夏の風物詩といえば怪談。
今夏もMYHOSでは、現役ホストから集めた選りすぐりの恐怖体験記を紹介していきます。
結局、1番恐いのは人間だよね…
「家に侵入したもの」
Dewl 秋
その日僕は営業後、いい感じに酔ってふらふらと帰り道を歩きました。
何事もなく家に着き、いつものように鍵を開けて部屋に入りました。
当時6月の梅雨とはいえ蒸し暑く、むわっとした湿っぽい空気が僕を包みます。
着ていたシャツが肌に張り付くような不快感を払拭すべく、帰り道にコンビニで買ったお菓子を開け、冷蔵庫で冷やしておいたジュースで喉を潤し、至福の一人時間を味わっていた時のことです。

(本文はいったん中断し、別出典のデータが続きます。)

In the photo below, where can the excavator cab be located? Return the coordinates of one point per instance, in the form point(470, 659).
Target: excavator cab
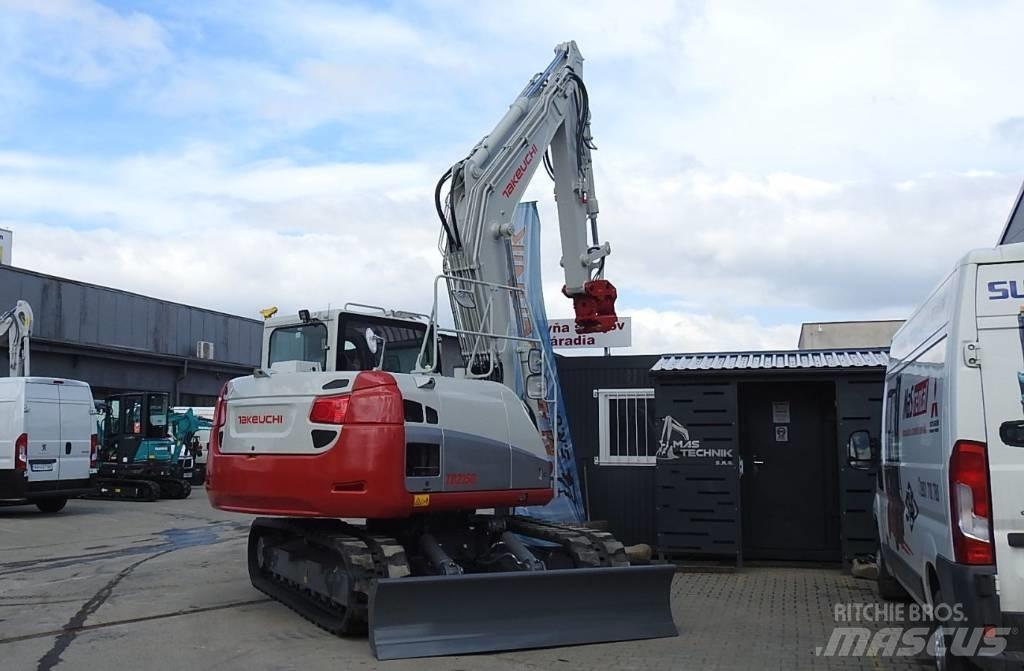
point(135, 428)
point(137, 456)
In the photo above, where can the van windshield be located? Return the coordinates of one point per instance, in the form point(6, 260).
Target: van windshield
point(303, 342)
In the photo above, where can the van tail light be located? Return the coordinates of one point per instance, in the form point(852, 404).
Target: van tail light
point(219, 417)
point(330, 410)
point(22, 453)
point(971, 504)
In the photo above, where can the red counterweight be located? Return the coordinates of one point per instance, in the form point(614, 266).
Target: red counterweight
point(595, 307)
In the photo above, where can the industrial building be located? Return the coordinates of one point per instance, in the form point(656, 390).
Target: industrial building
point(121, 341)
point(785, 415)
point(772, 477)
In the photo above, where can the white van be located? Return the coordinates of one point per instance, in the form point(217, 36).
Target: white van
point(950, 500)
point(47, 441)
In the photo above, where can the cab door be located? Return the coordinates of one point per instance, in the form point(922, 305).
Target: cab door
point(1003, 388)
point(42, 423)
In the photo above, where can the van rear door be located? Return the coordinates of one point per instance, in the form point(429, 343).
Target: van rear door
point(42, 423)
point(1000, 336)
point(77, 427)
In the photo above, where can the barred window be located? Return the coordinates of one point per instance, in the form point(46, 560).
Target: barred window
point(623, 417)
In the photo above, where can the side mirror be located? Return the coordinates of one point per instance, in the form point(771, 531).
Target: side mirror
point(535, 360)
point(860, 450)
point(536, 387)
point(372, 339)
point(1012, 433)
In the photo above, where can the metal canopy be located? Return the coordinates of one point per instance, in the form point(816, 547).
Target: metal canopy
point(787, 360)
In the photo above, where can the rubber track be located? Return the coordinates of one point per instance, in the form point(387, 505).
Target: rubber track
point(587, 547)
point(151, 487)
point(366, 557)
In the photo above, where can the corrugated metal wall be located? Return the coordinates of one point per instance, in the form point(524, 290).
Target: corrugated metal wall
point(621, 495)
point(81, 313)
point(624, 495)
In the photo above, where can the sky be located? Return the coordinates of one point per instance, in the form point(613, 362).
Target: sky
point(759, 165)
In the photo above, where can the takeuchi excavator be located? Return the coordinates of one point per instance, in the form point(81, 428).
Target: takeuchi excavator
point(430, 433)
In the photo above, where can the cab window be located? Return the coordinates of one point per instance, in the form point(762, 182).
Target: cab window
point(132, 415)
point(400, 344)
point(114, 416)
point(304, 342)
point(157, 425)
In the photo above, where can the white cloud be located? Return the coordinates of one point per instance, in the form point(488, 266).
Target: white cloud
point(81, 41)
point(758, 165)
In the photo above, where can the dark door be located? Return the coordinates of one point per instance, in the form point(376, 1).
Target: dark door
point(787, 444)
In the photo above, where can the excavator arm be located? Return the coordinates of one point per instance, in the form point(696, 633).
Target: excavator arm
point(16, 323)
point(549, 124)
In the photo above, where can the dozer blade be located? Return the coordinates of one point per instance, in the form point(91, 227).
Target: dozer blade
point(452, 615)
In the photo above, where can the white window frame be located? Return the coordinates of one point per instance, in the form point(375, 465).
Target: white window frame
point(605, 458)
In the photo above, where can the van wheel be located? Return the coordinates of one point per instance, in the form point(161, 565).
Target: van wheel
point(51, 505)
point(889, 587)
point(938, 644)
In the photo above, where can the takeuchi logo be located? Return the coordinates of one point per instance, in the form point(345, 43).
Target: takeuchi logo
point(261, 419)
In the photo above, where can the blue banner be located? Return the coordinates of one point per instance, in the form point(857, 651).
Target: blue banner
point(567, 504)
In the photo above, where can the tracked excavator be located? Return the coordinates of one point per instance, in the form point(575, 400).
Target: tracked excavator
point(430, 434)
point(16, 323)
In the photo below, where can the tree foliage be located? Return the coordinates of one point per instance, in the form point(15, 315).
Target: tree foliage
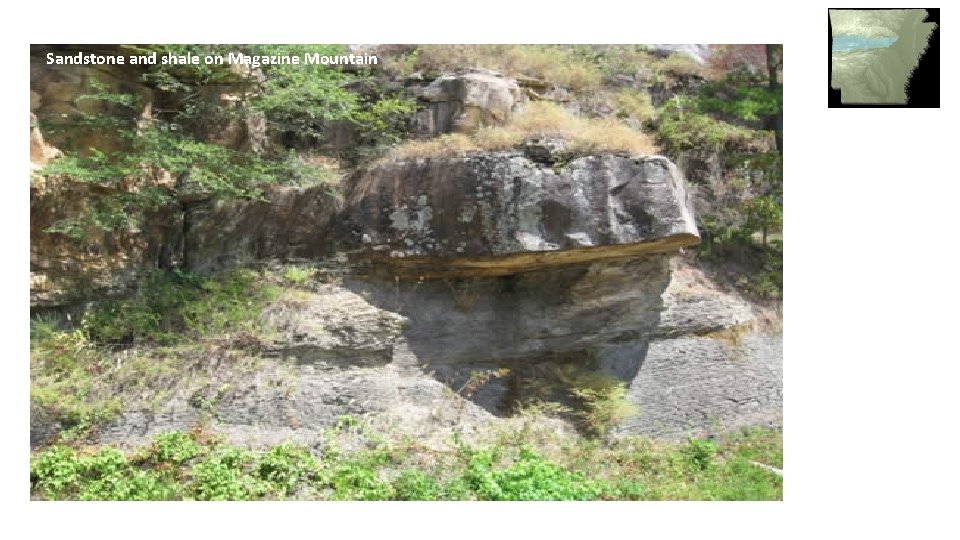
point(160, 151)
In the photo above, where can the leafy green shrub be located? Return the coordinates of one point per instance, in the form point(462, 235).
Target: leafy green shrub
point(414, 485)
point(359, 481)
point(60, 473)
point(285, 465)
point(56, 472)
point(222, 476)
point(531, 478)
point(174, 447)
point(699, 453)
point(43, 328)
point(683, 126)
point(175, 306)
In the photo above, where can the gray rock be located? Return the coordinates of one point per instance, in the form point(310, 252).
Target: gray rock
point(464, 102)
point(501, 213)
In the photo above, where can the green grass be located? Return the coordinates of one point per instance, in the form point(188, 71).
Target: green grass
point(173, 307)
point(133, 349)
point(196, 466)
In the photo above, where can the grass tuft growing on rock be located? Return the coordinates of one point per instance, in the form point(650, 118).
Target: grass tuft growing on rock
point(537, 120)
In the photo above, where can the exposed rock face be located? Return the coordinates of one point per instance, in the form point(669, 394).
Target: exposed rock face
point(290, 223)
point(465, 102)
point(398, 355)
point(501, 213)
point(65, 271)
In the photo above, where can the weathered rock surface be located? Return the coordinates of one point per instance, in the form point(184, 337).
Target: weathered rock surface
point(501, 213)
point(464, 102)
point(400, 356)
point(66, 271)
point(291, 223)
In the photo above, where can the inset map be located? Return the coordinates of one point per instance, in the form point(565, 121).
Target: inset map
point(884, 57)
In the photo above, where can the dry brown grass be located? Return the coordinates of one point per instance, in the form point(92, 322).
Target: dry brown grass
point(538, 119)
point(552, 63)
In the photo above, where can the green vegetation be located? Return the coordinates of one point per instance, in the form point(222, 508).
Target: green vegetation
point(538, 119)
point(80, 379)
point(141, 152)
point(732, 118)
point(195, 466)
point(178, 306)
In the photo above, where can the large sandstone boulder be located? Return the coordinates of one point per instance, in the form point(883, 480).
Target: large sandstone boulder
point(501, 213)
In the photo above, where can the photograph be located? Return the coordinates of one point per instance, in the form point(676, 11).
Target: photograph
point(411, 272)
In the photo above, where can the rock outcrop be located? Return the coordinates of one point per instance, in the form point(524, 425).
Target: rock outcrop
point(501, 213)
point(464, 102)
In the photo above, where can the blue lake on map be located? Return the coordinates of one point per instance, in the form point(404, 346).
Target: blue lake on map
point(854, 43)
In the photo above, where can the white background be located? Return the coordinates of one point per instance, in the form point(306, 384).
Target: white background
point(870, 282)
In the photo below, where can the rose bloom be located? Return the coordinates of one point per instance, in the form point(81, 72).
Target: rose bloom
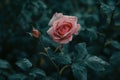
point(63, 27)
point(35, 33)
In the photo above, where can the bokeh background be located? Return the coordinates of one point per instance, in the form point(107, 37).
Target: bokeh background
point(20, 53)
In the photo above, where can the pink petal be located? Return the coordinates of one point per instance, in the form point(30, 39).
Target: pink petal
point(77, 29)
point(55, 17)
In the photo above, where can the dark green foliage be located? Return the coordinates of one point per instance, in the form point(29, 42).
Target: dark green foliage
point(94, 54)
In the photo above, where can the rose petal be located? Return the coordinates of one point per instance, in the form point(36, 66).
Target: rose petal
point(77, 29)
point(55, 17)
point(51, 33)
point(64, 40)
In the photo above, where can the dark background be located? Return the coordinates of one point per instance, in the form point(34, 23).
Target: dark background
point(94, 54)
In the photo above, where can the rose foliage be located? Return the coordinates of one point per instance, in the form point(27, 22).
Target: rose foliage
point(59, 39)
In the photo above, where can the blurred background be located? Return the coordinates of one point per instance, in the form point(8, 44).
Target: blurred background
point(19, 52)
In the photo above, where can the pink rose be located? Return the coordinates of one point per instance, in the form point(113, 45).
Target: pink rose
point(63, 27)
point(35, 33)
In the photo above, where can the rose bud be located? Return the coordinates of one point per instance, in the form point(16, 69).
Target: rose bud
point(63, 27)
point(35, 33)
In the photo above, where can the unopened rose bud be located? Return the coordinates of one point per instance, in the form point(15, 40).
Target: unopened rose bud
point(35, 33)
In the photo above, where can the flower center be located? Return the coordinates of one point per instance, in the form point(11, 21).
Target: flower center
point(63, 29)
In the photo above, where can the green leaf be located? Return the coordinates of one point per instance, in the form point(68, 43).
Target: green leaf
point(17, 77)
point(62, 58)
point(4, 64)
point(37, 72)
point(115, 44)
point(24, 64)
point(79, 72)
point(115, 58)
point(96, 63)
point(81, 51)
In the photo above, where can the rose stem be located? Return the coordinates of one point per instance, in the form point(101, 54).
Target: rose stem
point(41, 42)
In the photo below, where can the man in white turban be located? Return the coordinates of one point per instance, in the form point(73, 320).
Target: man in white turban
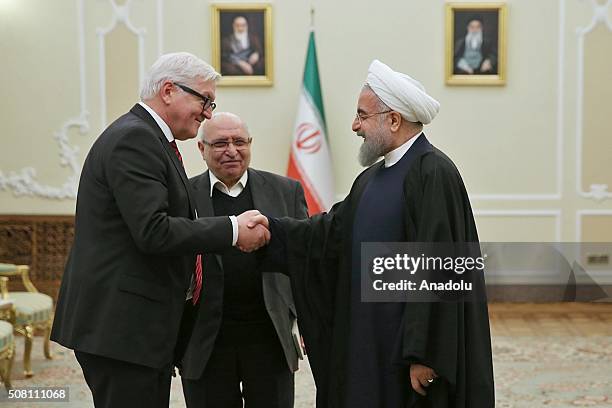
point(388, 354)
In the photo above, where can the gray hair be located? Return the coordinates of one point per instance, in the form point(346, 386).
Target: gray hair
point(216, 115)
point(181, 67)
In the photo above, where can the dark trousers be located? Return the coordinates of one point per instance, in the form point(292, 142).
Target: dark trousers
point(256, 374)
point(116, 384)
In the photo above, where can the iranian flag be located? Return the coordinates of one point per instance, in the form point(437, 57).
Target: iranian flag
point(310, 158)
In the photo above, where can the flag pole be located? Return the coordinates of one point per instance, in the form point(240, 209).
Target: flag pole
point(311, 17)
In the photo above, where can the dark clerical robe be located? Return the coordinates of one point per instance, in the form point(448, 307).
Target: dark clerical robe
point(360, 353)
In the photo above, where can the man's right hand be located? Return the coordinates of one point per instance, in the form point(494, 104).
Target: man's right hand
point(252, 231)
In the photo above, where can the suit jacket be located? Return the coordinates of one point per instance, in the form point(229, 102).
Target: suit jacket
point(274, 196)
point(124, 286)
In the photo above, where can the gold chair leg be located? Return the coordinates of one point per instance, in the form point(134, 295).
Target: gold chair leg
point(47, 343)
point(27, 351)
point(9, 369)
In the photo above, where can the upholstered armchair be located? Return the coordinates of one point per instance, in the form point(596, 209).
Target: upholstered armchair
point(7, 341)
point(33, 310)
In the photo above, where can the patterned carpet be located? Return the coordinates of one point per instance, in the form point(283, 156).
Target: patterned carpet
point(530, 372)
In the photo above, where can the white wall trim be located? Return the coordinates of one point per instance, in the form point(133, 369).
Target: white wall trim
point(597, 192)
point(556, 213)
point(121, 14)
point(160, 27)
point(24, 182)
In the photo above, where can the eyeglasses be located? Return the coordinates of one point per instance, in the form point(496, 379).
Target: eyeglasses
point(360, 117)
point(206, 101)
point(222, 145)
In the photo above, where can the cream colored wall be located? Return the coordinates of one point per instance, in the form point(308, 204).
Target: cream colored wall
point(515, 145)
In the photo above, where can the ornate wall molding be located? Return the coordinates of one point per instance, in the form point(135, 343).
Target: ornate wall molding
point(43, 242)
point(25, 182)
point(597, 192)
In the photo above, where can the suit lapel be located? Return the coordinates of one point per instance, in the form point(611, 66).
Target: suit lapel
point(142, 113)
point(262, 199)
point(201, 190)
point(202, 194)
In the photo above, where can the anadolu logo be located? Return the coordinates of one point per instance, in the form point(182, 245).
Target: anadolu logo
point(309, 138)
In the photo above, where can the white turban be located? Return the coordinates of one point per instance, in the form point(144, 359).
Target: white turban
point(402, 93)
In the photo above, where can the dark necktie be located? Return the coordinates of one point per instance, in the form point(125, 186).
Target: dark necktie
point(198, 270)
point(176, 150)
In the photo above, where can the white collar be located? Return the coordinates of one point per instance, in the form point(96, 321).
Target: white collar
point(160, 122)
point(395, 155)
point(234, 191)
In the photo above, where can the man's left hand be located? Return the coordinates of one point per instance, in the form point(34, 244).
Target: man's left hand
point(421, 377)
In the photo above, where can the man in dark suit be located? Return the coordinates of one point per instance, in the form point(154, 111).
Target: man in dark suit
point(134, 265)
point(242, 347)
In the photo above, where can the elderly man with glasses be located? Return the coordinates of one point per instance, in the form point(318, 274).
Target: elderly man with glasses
point(242, 350)
point(135, 267)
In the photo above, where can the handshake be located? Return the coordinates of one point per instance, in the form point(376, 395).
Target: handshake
point(253, 232)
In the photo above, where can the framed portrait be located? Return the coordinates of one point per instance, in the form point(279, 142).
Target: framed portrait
point(475, 43)
point(242, 43)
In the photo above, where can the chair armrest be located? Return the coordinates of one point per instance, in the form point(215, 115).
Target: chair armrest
point(15, 270)
point(7, 310)
point(25, 277)
point(3, 287)
point(9, 270)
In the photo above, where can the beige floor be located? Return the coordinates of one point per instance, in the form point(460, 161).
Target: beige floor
point(551, 319)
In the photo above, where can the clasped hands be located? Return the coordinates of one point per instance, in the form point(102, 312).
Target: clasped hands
point(253, 232)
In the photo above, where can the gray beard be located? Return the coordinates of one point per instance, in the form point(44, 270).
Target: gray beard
point(473, 40)
point(372, 149)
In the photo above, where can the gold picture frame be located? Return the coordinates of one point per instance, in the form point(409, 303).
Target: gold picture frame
point(485, 62)
point(233, 56)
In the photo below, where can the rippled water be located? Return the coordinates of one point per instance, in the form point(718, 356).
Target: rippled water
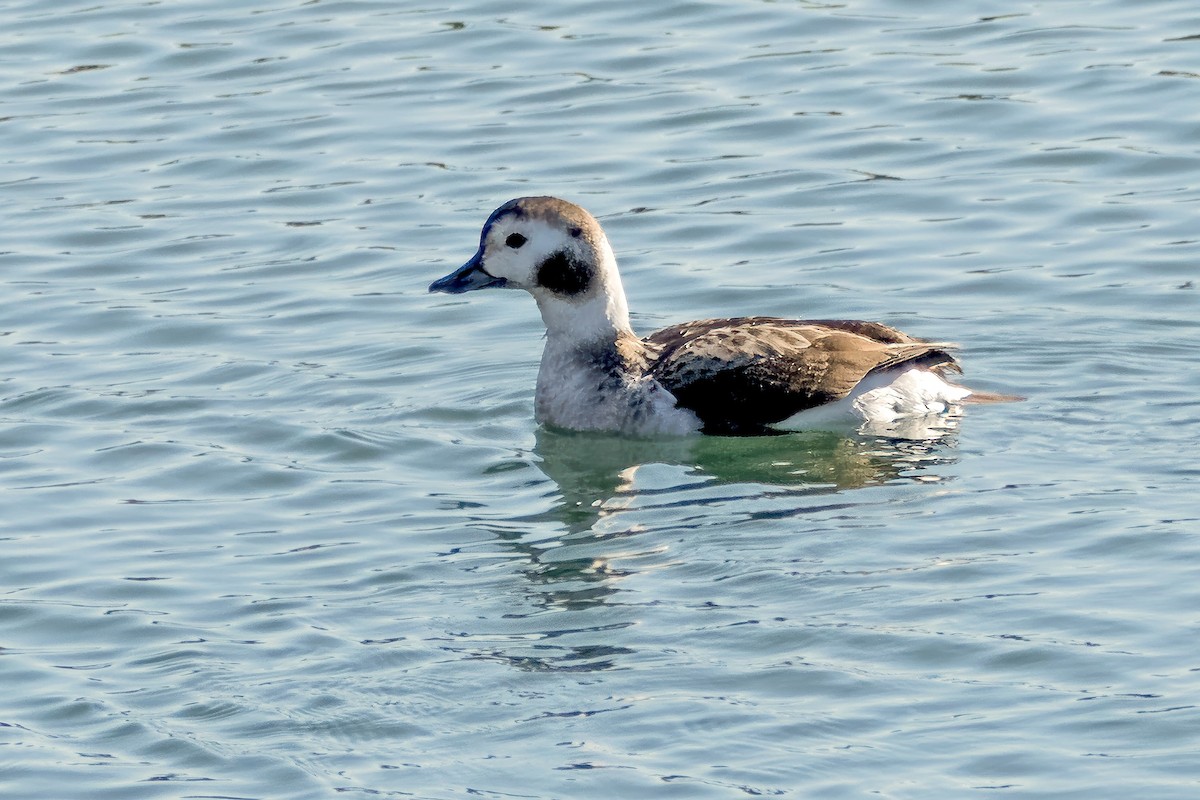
point(277, 523)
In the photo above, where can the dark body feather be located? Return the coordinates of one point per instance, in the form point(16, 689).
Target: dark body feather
point(741, 376)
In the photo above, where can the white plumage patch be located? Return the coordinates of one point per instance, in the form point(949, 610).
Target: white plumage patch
point(913, 392)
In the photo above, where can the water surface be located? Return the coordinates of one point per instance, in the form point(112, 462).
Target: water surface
point(277, 523)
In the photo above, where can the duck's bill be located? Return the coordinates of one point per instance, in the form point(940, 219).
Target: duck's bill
point(467, 277)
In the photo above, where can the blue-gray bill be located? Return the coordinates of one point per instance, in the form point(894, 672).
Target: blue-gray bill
point(467, 277)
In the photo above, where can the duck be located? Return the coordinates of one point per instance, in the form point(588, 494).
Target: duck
point(744, 376)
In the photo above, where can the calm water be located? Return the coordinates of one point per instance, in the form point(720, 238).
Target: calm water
point(277, 523)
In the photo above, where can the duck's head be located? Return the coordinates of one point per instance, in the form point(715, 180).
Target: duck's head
point(557, 252)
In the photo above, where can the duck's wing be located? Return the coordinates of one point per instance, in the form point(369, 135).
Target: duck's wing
point(739, 376)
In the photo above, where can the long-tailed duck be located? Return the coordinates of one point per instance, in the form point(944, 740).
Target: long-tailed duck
point(742, 376)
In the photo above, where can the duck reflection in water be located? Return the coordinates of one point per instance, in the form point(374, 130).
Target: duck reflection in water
point(615, 498)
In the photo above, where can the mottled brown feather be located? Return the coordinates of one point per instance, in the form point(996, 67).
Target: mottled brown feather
point(743, 374)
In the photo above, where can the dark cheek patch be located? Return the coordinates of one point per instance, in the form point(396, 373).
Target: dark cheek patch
point(563, 274)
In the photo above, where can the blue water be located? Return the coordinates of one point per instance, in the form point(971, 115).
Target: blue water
point(277, 523)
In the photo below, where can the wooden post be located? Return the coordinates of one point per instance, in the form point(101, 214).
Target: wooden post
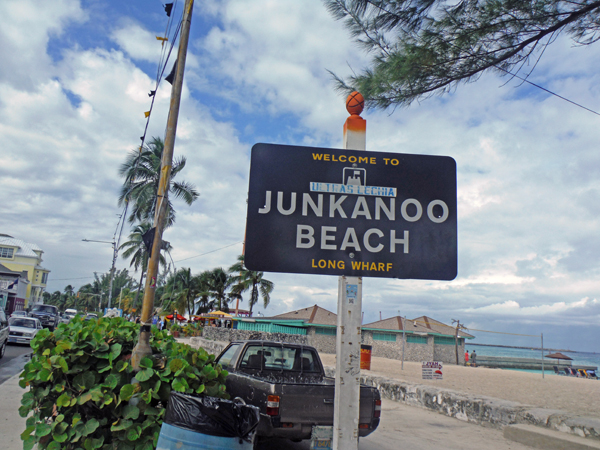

突如髪を振り乱した女の子が部屋に入ってきて、ズカズカとこちらに迫り、刃渡り18センチほどもある包丁を突きつけてきたのです。
僕はあまりの光景に言葉を失い、数秒ほどその子と見つめ合ったまま時が止まったように呆然としていました。
女の子の目は視点が定まっておらず、どこか虚ろな表情をしています。
その日来ていなかった姫だと、そこで気づきました。
僕は青ざめて何を言ったかも覚えていませんが、とにかく落ち着くよう説得し、なんとか部屋の外に出て行ってもらいました。
玄関の鍵を閉めてからもドアをバンバンと叩いたり蹴ったり、叫んだりしていましたが、警察を呼んでようやく大人しくなりました。
どうやら営業終わりの僕を尾行してアパートまでついてきたようです。鍵を閉めない癖はこの日以降なくなりました。